The open-source case, and what to observe for
The MIT licence means any organisation can obtain the weights, run the mannequin by itself servers, and pay nothing per question. For regulated industries with laborious knowledge residency necessities, a 1 million-token mannequin that processes contracts, affected person information, or case recordsdata on-premises is a special proposition from something out there at this value level six months in the past. IT groups reviewing their AI readiness throughout the UC stack ought to issue that in now, even when deployment is months away.
The constraints are actual. V4 handles textual content solely — no audio, photographs, or video. Operating 1.6 trillion parameters on-premises calls for severe {hardware}. DeepSeek educated V4 in partnership with Huawei, which confirmed in a press release that its Ascend 950-based Supernode clusters supported the work. Meaning V4 runs on Chinese language home chips, not Nvidia — related for organisations with US export compliance guidelines or geopolitical procurement insurance policies. The US authorities has accused Chinese language AI labs of large-scale IP distillation from American fashions. Some shopping for groups might want to work via that earlier than they’ll proceed.

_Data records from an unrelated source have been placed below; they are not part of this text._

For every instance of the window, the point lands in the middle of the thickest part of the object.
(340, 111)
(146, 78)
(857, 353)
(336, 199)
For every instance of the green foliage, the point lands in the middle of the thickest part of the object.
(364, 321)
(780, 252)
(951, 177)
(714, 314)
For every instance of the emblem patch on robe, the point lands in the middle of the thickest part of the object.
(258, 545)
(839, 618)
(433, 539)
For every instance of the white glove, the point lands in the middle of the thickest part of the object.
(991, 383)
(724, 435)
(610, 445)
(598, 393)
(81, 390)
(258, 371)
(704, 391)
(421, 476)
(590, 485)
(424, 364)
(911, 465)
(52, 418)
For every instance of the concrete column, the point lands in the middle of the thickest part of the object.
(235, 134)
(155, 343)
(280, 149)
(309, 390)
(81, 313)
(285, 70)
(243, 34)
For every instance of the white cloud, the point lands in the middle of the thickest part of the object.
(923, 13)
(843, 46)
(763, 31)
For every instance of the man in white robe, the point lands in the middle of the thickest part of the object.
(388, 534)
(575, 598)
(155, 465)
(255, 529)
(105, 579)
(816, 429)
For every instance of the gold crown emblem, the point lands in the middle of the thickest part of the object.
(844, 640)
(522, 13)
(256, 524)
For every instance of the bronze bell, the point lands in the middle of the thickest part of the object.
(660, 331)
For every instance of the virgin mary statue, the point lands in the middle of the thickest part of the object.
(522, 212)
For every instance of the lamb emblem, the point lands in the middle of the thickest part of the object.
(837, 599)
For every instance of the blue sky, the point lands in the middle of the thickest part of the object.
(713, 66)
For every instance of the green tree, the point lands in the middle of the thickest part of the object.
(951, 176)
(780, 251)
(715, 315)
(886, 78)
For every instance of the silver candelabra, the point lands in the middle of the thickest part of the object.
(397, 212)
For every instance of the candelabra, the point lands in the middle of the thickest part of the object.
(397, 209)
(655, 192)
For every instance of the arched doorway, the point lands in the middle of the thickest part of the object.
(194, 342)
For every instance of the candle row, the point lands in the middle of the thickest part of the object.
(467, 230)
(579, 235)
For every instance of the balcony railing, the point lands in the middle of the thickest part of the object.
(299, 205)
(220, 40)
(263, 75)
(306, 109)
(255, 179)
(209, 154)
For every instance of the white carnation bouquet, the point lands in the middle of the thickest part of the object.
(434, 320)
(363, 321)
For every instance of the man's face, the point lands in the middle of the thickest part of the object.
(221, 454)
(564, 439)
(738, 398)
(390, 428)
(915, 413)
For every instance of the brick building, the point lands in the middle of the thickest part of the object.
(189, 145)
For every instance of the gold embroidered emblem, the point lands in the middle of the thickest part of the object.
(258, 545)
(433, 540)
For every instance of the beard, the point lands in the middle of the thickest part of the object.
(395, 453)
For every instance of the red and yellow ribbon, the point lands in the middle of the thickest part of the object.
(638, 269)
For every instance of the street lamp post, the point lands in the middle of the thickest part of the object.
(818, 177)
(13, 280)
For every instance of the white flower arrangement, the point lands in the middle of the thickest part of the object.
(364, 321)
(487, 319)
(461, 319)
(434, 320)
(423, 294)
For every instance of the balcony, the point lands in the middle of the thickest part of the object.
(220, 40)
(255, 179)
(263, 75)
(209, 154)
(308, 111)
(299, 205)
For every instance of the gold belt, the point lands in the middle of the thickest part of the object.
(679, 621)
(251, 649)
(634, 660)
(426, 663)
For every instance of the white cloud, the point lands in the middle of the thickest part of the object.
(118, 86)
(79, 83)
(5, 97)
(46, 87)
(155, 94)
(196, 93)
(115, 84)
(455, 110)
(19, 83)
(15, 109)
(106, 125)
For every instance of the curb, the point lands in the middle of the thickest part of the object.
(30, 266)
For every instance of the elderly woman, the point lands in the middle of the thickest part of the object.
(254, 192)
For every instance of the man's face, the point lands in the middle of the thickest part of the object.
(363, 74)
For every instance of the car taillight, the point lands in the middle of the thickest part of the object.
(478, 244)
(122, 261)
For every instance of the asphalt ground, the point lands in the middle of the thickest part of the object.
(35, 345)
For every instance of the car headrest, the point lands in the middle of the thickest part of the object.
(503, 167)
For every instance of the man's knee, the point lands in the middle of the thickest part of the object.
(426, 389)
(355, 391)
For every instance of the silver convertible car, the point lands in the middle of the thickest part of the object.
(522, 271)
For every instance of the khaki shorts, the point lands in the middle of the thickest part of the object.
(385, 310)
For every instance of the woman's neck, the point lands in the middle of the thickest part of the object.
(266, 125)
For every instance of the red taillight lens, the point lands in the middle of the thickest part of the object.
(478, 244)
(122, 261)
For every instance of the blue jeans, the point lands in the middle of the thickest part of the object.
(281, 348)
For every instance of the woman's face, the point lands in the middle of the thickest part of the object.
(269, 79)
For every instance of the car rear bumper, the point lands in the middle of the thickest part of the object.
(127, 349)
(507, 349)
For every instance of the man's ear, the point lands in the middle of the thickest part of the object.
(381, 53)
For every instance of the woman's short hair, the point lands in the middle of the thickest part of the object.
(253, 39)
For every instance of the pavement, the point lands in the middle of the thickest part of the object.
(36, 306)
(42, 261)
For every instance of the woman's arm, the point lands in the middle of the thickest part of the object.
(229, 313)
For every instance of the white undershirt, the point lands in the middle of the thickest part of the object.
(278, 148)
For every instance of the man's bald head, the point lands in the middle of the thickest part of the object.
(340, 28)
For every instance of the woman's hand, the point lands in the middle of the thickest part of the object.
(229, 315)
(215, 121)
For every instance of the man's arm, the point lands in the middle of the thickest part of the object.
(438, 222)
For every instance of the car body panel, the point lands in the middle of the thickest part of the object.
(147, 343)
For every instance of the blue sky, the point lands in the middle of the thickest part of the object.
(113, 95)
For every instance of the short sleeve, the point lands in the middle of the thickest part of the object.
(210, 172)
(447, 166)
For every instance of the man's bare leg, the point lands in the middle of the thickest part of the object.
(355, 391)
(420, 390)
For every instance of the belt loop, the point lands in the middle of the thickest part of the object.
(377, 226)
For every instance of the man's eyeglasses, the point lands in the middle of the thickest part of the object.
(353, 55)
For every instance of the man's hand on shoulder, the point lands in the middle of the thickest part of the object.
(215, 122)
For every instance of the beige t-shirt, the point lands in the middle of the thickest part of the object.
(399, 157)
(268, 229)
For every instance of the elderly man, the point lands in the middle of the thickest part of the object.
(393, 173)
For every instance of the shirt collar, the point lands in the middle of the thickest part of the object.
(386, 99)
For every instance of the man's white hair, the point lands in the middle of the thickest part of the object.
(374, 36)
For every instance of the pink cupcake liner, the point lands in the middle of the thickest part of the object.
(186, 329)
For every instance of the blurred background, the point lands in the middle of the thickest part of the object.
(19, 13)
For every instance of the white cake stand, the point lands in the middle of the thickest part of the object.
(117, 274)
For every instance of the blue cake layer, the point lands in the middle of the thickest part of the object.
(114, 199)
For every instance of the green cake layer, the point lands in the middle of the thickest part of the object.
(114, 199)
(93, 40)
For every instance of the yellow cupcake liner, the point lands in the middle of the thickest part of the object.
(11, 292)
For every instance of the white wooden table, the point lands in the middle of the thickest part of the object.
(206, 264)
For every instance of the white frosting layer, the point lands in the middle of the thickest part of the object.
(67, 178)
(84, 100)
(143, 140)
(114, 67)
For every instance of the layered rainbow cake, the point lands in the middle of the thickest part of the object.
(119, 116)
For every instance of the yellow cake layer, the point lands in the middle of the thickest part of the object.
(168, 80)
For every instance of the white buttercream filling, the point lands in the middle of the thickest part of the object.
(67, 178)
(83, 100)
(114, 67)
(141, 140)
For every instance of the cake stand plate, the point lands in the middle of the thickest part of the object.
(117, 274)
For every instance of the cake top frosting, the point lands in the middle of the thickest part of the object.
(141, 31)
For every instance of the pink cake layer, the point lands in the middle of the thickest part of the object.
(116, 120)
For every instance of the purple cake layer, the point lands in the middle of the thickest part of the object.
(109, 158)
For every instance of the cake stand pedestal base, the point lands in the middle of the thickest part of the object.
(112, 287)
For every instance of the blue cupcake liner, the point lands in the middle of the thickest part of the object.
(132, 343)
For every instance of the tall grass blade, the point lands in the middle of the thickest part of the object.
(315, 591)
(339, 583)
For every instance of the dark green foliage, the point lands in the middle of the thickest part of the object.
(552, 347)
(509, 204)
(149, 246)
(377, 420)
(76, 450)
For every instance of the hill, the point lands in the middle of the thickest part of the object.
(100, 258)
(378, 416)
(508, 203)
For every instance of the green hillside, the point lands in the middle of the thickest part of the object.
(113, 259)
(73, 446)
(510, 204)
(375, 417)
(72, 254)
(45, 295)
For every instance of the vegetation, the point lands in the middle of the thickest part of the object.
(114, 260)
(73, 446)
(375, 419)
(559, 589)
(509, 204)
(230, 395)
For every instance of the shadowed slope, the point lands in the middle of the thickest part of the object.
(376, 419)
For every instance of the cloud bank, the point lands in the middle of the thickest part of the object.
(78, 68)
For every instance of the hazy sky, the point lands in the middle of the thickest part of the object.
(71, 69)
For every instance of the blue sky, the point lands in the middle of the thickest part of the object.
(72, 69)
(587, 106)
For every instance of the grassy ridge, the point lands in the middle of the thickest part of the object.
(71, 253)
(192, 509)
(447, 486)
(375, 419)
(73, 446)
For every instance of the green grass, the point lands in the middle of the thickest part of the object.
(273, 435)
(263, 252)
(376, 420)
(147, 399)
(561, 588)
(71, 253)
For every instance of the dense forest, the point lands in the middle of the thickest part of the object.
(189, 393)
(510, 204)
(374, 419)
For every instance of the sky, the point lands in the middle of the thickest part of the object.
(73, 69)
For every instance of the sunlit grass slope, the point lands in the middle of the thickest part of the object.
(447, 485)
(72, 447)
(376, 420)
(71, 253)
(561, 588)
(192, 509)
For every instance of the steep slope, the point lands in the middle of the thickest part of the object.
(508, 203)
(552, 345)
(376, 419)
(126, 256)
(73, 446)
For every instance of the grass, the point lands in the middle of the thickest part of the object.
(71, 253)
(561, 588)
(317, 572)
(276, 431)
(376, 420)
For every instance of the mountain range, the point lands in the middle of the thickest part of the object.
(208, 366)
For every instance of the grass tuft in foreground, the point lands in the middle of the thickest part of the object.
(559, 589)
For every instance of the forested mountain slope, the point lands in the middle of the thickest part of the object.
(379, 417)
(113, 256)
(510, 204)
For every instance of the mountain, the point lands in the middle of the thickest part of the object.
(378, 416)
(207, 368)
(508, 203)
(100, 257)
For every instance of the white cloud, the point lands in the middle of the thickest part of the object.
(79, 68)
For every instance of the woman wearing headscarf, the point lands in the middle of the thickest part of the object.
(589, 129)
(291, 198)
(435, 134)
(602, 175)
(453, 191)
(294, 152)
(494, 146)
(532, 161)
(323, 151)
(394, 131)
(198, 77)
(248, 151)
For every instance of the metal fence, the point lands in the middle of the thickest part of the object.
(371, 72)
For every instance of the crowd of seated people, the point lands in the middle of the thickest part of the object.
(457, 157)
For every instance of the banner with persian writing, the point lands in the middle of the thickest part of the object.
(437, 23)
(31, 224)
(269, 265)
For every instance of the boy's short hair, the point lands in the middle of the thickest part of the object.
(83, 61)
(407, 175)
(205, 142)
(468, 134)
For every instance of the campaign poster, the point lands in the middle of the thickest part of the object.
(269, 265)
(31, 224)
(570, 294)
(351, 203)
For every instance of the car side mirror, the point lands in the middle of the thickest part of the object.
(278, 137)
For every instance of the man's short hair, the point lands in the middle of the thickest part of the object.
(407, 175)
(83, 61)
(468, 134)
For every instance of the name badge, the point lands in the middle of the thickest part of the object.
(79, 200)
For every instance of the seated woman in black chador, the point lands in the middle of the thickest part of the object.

Rishav Ganguli, founding father of New Daybreak AI, spoke to The Nationwide concerning the wider shift this week:
“For the final two years, lots of technique has been constructed on the idea {that a} small variety of US labs would sit on the prime of a steep functionality curve, and everybody else would pay to hire from them. That assumption is being repriced in actual time.”
What productiveness groups ought to do now
Gartner forecasts that 40% of enterprise functions will embrace task-specific AI brokers by the tip of 2026, up from underneath 5% in 2025. Each one runs on a mannequin. When that mannequin’s value drops sharply and its weights are freely out there, the enterprise case for automation will get simpler to put in writing.
V4 shouldn’t be a completed product. It’s a preview, text-only, and trails the highest closed-source fashions on some duties. DeepSeek has not given a timeline for a remaining launch. However for groups wanting to check agentic automation with out committing to a proprietary API contract, the mix of functionality, context size, and value is difficult to disregard. Run a parallel workflow take a look at towards your present setup and see whether or not the associated fee distinction holds at your quantity.